But we preach Christ crucified, unto the Jews a stumbling block, and unto the Greeks foolishness.

(I Cor 1, 23)

The current debt crisis in the Eurozone was more or less inevitable. Originally, in the 1990s, it had been decided that only countries with a debt level of less than 60% of GNP would be allowed to take part in the euro experiment. When it was realised that high-debt countries like Italy and Belgium and even possibly France and Germany itself, would thus be excluded, this condition was dropped. This left the doors open to other high national debt countries like Greece, Ireland and Portugal to join. And now the crisis has come.

In many ways, this crisis was in any case inevitable because you cannot have a single currency, if you do not have a single political and economic system. In fact, in the nineteenth century the USA actually fought a Civil War and suffered half a million dead about this. It is doubtful if the Unionist North of the USA would have won this War, if the Southern Confederation had not been compromised by its slavery policies. (Not that Northern industrialists were morally troubled by slavery; despite the rhetoric of Lincoln, it was just a good pretext to destroy and dominate the South economically).

In other words, the United States of Europe, founded in slavish imitation of the United States of America after the American Occupation of 1945, is either about to be born or else about to die, in an economic Civil War. If the Eurozone is to succeed, it must man completely enslave all Eurozone countries (and later all EU members) to the Federal and Unionist Brussels dictatorship. Brussels is the ‘Fourth Reich’, the successor to Aachen and the First Reich of Charlemagne of 1200 years ago.

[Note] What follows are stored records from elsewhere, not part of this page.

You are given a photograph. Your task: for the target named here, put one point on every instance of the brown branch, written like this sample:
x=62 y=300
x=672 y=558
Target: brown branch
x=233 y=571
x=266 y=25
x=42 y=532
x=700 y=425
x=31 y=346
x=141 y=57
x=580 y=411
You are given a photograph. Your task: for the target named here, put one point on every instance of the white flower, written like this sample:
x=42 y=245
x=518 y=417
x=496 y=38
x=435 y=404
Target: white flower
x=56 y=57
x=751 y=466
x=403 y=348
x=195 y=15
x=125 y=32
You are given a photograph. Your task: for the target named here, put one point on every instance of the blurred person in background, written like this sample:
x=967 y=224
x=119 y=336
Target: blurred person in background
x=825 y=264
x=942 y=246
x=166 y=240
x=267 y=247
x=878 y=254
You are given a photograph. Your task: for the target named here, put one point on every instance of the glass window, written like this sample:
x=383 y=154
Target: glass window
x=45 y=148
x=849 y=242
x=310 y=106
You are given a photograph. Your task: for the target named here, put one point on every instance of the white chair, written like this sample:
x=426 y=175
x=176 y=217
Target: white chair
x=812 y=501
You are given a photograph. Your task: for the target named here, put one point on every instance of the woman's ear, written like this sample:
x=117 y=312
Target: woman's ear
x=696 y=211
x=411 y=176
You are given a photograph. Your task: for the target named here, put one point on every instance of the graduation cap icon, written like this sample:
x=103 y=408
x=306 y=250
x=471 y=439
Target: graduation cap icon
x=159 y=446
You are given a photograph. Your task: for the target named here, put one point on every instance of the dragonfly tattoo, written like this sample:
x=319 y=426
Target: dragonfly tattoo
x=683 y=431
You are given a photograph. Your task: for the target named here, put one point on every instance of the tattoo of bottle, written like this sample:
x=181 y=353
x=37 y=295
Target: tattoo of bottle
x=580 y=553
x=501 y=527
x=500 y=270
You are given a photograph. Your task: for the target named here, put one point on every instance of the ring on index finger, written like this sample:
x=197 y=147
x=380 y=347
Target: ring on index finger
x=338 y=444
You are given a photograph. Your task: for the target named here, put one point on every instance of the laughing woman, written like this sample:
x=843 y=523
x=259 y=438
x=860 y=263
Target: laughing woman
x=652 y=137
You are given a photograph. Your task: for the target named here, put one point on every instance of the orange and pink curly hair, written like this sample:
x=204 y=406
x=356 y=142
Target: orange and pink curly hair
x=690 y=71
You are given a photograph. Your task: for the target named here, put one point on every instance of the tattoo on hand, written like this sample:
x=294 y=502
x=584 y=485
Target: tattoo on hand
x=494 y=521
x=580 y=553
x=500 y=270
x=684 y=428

If, on the other hand, 27 European countries want their freedom back, then now is the time when they can have it, killing off the ‘Teuro’, the ‘dear euro’ as ordinary Germans who hate it call it. This would cause some good deal of economic turbulence to Europeans, it is true. However, if Europeans have the courage to do this, then they can reject the deathly European Union and its elitist, corrupt and overpaid bureaucracy, and instead have a real Europe, a Free Confederation of Sovereign Nations, from Reykjavik to Vladivostok, from Lapland to Malta.

The real question is do we want an elitist, anti-democratic, federal ‘European Union’, Hitler’s vision, or do we want a Free Confederation of the Sovereign Peoples of Europe? For and by the elite, or for and by the people? A Free Confederation of the Sovereign Peoples of Europe is, of course, a stumbling block to debt-making bankers and foolishness to money-making elitists, but the opportunity to create it is what is being decided in Europe today.